Extract from Jim Gill’s article “Trends for Collaboration Data Ediscovery in 2023”
It’s that time of year again when people are pulling out their crystal balls and doing their best to predict the future of what we’ll see in the ediscovery industry in 2023. I mean who doesn’t want to know what to look out for down the road? So in that spirit, here are some things Hanzo has been paying attention to as we move into a new year.
Data Sources Outside the Norm
New data sources should probably make the list every year, but the shift that is taking place now is slightly different than we’ve seen in the past. New messaging platforms like Slack and Teams have been the talk of the town when it comes to new data over the past few years, and while there are still many ediscovery challenges around that type of data, they are no longer the new kids on the block and have become a fairly regular part of the ediscovery workflow.

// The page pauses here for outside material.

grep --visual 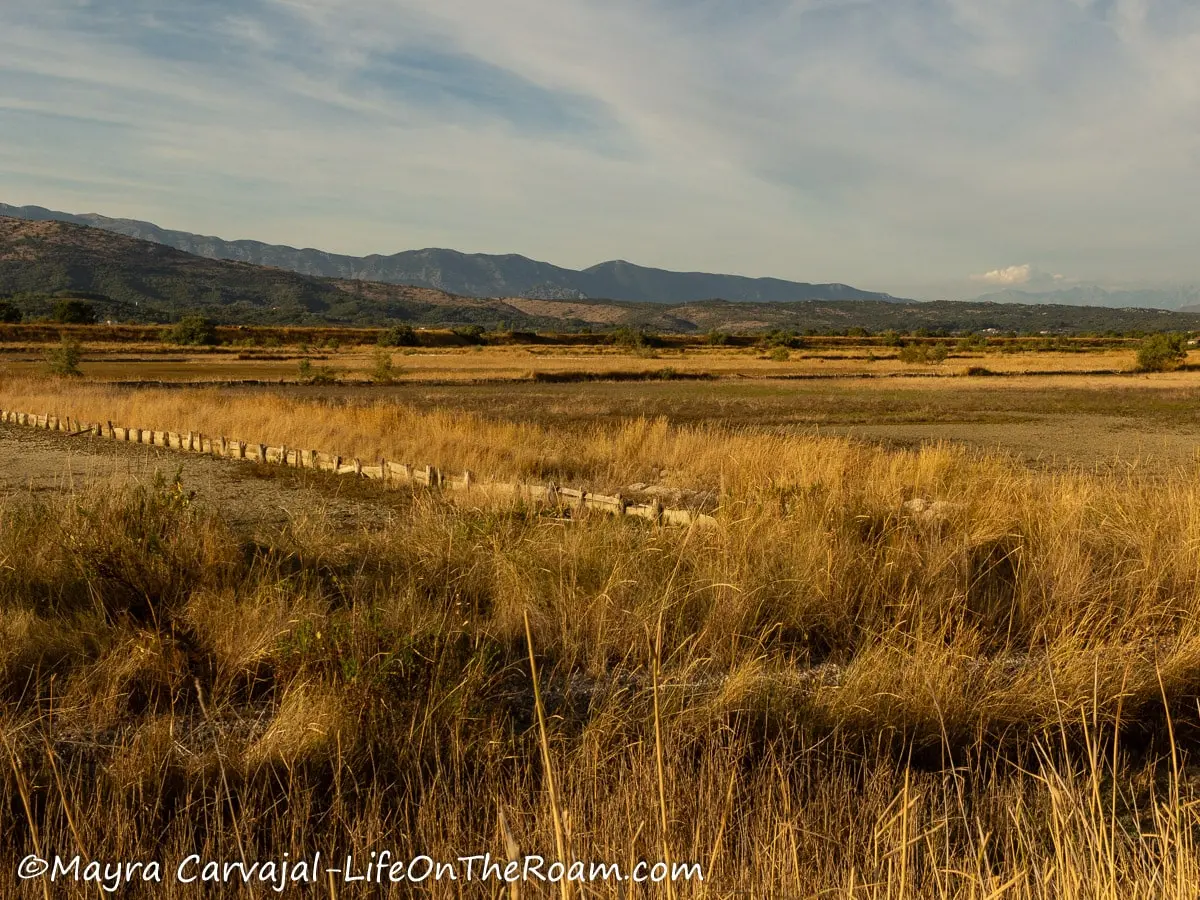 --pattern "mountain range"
[0,216,1200,334]
[0,203,896,304]
[974,284,1200,312]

What has emerged as a new challenge is collecting data from other SaaS collaboration applications like Jira, Confluence, Asana, and Salesforce. Reports have shown that an average enterprise might be using up to 200 different SaaS applications at one time. And with a 60% yearly churn rate, the number of applications that are being adopted and then replaced by something new creates challenges when it comes to understanding your organization’s data landscape.
But more than that is the challenge of collecting data and metadata from these sources. There is often an export function of some sort, but it doesn’t capture the interface which itself often holds data and context to understanding data. Screenshots have been used to supplement these raw data exports, but they don’t always effectively fit the rules for best evidence.